Palisades Gold Radio
Feb 14, 2023
Tom welcomes back Alfonso Peccatiello author of the Macro Compass Substack to the show.
Alfonso is predicting a recession in the US starting in May or June of this year. He bases this prediction on three indicators – the frozen housing market, the Fed’s attempt to engineer tighter financial conditions, and the reaction of central banks to inflation. He also talks about immaculate disinflation, which is an environment where inflation comes down rapidly without a recession. The market is pricing this, which means people are selling insurance trades like the dollar, volatility, and cash, and buying high-beta stocks. Alfonso disagrees with this take and believes a recession is still more likely than a soft landing.
He notes that the stock market usually bottoms before earnings bottom, and that valuations start to rise as the Fed cuts rates.
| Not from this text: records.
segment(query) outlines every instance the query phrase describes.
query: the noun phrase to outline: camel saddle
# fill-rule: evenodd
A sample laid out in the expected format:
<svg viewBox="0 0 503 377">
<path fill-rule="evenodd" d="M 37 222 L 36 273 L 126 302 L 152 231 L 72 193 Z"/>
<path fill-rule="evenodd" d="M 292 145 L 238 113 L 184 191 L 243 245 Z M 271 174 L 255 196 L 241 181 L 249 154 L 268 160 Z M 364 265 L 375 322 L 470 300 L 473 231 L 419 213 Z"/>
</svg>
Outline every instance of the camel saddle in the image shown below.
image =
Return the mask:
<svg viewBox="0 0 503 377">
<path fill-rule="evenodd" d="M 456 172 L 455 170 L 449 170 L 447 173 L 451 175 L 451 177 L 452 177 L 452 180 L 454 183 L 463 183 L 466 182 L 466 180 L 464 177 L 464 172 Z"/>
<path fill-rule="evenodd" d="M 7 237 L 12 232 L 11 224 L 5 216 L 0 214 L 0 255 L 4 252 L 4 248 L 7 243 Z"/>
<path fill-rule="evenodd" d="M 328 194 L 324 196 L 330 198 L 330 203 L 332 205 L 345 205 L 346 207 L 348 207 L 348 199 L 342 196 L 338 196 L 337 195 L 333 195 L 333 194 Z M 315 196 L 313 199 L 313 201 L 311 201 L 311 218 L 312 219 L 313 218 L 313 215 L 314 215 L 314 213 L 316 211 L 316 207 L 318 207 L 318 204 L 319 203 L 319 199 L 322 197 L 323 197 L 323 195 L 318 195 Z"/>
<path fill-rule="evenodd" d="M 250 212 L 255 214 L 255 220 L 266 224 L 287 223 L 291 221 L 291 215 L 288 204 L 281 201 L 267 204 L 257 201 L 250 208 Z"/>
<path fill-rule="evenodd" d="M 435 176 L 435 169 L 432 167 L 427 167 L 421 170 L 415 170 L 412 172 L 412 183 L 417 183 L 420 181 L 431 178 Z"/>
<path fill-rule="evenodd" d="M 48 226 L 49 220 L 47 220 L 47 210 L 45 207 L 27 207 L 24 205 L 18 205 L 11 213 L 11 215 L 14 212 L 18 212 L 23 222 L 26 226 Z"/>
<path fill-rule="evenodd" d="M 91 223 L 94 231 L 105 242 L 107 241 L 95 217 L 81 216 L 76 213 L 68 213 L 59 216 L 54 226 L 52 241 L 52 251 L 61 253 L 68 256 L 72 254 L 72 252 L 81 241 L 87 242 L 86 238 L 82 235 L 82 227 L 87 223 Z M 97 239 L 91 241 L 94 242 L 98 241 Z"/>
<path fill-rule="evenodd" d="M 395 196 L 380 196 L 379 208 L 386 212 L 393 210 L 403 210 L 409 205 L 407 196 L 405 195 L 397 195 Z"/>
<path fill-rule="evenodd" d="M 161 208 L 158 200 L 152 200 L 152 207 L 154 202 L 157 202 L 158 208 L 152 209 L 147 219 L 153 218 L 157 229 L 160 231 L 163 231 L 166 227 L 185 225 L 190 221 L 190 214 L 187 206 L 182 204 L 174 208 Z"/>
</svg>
He believes that a true bull market won’t be seen until 2024, and that people should be wary of trying to anticipate the Fed’s pivot. He also notes that the bond market underpins everything in the current financialized economy. The amount of debt between private and public sectors is 300-400% of GDP and bond yields are the price of the cost of borrowing. An inverted yield curve has hardly ever mis-forecasted a recession, and he cautions against believing that “this time is different”.
Finally, he talks about net liquidity decreasing due to the Fed running off its balance sheet. The Treasury General Account is taking the hit instead of reserves, but once the debt ceiling debate is resolved, the Treasury General Account will need to be replenished. This will cause a double whammy effect on liquidity between June and December, with quantitative tightening running on the background. Ultimately, the Federal Reserve’s running off its balance sheet removes liquidity from the system.
Alfonso also talks about how to avoid getting stuck in a narrative and what data should be paid attention to. He recommends self-awareness, training oneself to not think that one knows everything, and building a macro process and data-driven macro process. He advises looking for episodes of extreme market conviction, as it allows one to understand when things are getting stretched and when people are assigning too much conviction. He also encourages people to become active macro investors, as this is a much more complicated investing landscape than before.